Tanja Taivassalo est professeure agrégée au Département de kinésiologie et d’éducation physique de McGill. Habituellement, ses sujets sont des individus jeunes; cette dernière étudie les maladies génétiques mitochondriales qui occasionnent des faiblesses neuro-musculaires au point que faire le tour du pâté de maisons cause autant de fatigue qu’un sprint de 800 mètres. Il n’existe aucun traitement pour ce type de maladie qui affecte une personne sur 8 500, mais la chercheuse se demande si Olga ne détiendrait pas la clé de leur mystère. « Il ne fait aucun doute qu’Olga est exceptionnelle. Nous tentons de comprendre si cela tient à son patrimoine génétique ou à la manière dont elle s’entraîne. S’agit-il d’un phénomène inné ou acquis? »

Pour répondre à cette question, Tanja Taivassalo a invité Olga Kotelko dans son laboratoire de l’Institut thoracique de Montréal en mars 2010. Les chercheurs de McGill ont évalué la capacité aérobique d’Olga pendant l’effort et découvert que sa consommation d’oxygène était conforme à ce à quoi l’on pourrait s’attendre d’un athlète d’endurance nonagénaire (c’est-à-dire très bonne – et équivalente à celle d’une personne sédentaire de 80 ans). Par contre, ses fibres musculaires semblent tout à fait exceptionnelles et lui permettent d’exceller dans les sports énergétiques.
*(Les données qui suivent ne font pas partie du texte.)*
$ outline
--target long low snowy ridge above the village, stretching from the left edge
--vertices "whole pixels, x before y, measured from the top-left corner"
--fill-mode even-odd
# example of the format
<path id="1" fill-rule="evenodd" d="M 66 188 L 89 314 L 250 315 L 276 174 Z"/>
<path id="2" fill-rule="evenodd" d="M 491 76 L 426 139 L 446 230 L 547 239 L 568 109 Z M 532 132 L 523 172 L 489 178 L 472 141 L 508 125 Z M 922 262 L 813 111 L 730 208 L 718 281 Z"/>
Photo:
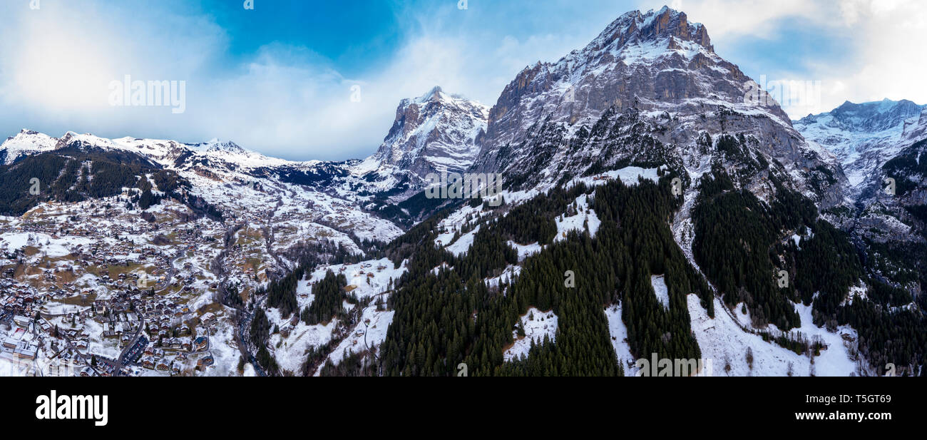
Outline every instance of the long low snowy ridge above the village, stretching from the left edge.
<path id="1" fill-rule="evenodd" d="M 388 239 L 401 233 L 390 220 L 365 212 L 365 197 L 344 194 L 333 179 L 348 174 L 357 161 L 290 161 L 266 157 L 234 142 L 212 139 L 197 144 L 172 140 L 122 137 L 108 139 L 90 133 L 66 132 L 59 138 L 24 130 L 0 145 L 0 157 L 15 167 L 24 157 L 71 149 L 129 153 L 155 167 L 175 172 L 190 182 L 188 193 L 200 197 L 227 215 L 228 220 L 253 219 L 263 207 L 278 208 L 274 215 L 298 214 L 312 227 L 328 228 L 349 248 L 349 233 L 360 239 Z M 92 169 L 93 167 L 91 167 Z M 323 182 L 324 188 L 314 183 Z M 273 217 L 273 216 L 272 216 Z M 340 230 L 340 231 L 337 231 Z"/>

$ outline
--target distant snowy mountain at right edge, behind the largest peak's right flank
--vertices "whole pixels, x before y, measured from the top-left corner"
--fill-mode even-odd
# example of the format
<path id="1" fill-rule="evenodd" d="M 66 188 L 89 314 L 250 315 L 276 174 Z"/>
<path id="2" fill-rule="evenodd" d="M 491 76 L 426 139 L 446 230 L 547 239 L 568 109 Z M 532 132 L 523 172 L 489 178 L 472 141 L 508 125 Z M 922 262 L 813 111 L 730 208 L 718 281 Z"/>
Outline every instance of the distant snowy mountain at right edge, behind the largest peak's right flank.
<path id="1" fill-rule="evenodd" d="M 924 229 L 925 219 L 916 213 L 927 203 L 927 176 L 919 170 L 927 106 L 908 100 L 847 101 L 796 120 L 794 127 L 832 151 L 846 173 L 845 193 L 854 209 L 829 216 L 834 224 L 880 243 L 921 241 L 916 232 Z M 892 190 L 886 179 L 895 180 Z"/>

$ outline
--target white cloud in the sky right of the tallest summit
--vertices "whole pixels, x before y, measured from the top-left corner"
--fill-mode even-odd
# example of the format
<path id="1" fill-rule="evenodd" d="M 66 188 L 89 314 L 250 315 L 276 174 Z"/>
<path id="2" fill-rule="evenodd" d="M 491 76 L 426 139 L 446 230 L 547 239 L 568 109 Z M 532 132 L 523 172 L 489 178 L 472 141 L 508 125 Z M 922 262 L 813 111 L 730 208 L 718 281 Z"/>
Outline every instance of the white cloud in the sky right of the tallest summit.
<path id="1" fill-rule="evenodd" d="M 653 7 L 654 2 L 644 2 Z M 659 2 L 656 2 L 659 3 Z M 821 82 L 820 111 L 844 101 L 909 99 L 927 103 L 927 57 L 920 36 L 927 31 L 927 2 L 922 0 L 676 0 L 690 19 L 705 24 L 713 42 L 724 44 L 745 35 L 772 38 L 781 25 L 802 20 L 829 38 L 849 36 L 849 50 L 838 62 L 815 55 L 804 66 L 780 66 L 783 78 Z M 794 22 L 794 21 L 793 21 Z M 837 36 L 837 35 L 840 36 Z M 811 42 L 814 43 L 814 42 Z M 820 44 L 821 50 L 829 47 Z M 789 50 L 783 47 L 782 50 Z M 834 54 L 820 54 L 832 59 Z M 738 59 L 730 59 L 738 63 Z M 786 108 L 794 118 L 807 107 Z"/>

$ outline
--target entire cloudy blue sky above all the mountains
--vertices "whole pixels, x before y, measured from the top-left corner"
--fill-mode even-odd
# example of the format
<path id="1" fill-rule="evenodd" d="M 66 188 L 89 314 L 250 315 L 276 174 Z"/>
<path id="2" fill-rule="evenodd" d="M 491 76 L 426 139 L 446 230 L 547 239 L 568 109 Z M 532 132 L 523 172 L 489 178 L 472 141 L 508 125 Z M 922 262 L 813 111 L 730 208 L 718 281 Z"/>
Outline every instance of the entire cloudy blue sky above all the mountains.
<path id="1" fill-rule="evenodd" d="M 787 108 L 794 118 L 844 100 L 927 102 L 927 57 L 910 36 L 927 29 L 916 0 L 244 3 L 4 1 L 0 135 L 215 137 L 291 159 L 365 157 L 401 98 L 441 85 L 492 105 L 520 69 L 664 4 L 705 23 L 717 53 L 757 80 L 819 81 L 819 103 Z M 184 112 L 109 105 L 108 85 L 124 75 L 184 82 Z"/>

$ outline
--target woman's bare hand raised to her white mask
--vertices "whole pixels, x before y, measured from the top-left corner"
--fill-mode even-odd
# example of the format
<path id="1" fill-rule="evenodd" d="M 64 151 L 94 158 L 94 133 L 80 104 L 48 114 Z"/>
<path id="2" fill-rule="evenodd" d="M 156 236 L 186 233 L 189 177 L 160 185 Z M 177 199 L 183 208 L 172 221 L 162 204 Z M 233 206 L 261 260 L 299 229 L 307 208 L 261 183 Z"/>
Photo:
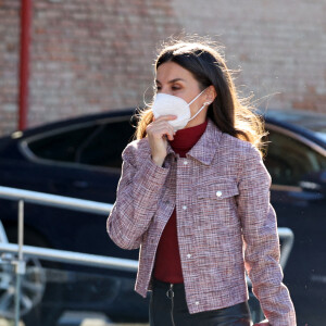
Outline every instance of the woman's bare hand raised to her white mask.
<path id="1" fill-rule="evenodd" d="M 153 122 L 146 128 L 151 147 L 152 160 L 160 166 L 162 166 L 167 154 L 166 137 L 168 140 L 173 140 L 173 136 L 175 134 L 168 121 L 175 118 L 177 118 L 176 115 L 162 115 L 156 120 L 153 118 Z"/>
Russell Hepple, professeur agrégé au Département de kinésiologie et d’éducation physique et au Département de médecine (Division des soins intensifs), poursuit l’analyse de l’échantillon de fibres musculaires prélevé sur Olga par biopsie lors de sa visite. Contrairement aux autres chercheurs, le professeur Hepple ne pense pas que le vieillissement occasionne une perte des fibres musculaires de type 2 (fibres responsables de la puissance et de la force musculaire, par opposition aux fibres de type 1 qui sont celles de l’endurance aérobique). Et Olga Kotelko pourrait bien lui donner raison « parce qu’après tout, c’est une athlète qui pratique des sports nécessitant beaucoup de force ». Avec l’âge, nous perdons les neurones qui activent les fibres musculaires, de même que les terminaux nerveux liés aux muscles. L’équipe de Russell Hepple possède de nouvelles données, en cours d’évaluation, qui indiquent que pratiquement tous les cas d’atrophie musculaire liée au vieillissement se produisent dans les fibres musculaires dénervées. « Il s’agit d’une découverte capitale, explique- t-il, car cela signifie que si nous parvenons à comprendre la mort neuronale, nous pourrons alors prévenir l’essentiel de l’atrophie musculaire. Je cherche à savoir si Olga est protégée de ce type de mort neuronale – et l’étude de la taille et de la forme de ses fibres musculaires me laisse penser que c’est effectivement le cas. Si cela est vrai, reste maintenant à savoir pourquoi. » (Et il ajoute que ce type de protection pourrait aussi expliquer la vivacité d’esprit d’Olga : « Voilà qui cloue le bec à ceux qui doutent de l’intelligence des sportifs. »)

Russell Hepple et Tanja Taivassalo souhaitent réinviter Olga Kotelko à McGill pour une nouvelle batterie de tests, mais personne sans doute ne souhaite autant percer le secret d’Olga que la principale intéressée. « J’ai la même énergie qu’à 50 ans, a-t-elle déclaré au New York Times Magazine. Plus même. D’où me vient-elle? Honnêtement, je n’en sais rien. C’est un mystère pour moi aussi. »

Ces travaux sont subventionnés par le Conseil de recherches en sciences naturelles et en génie du Canada et les Instituts de recherche en santé du Canada.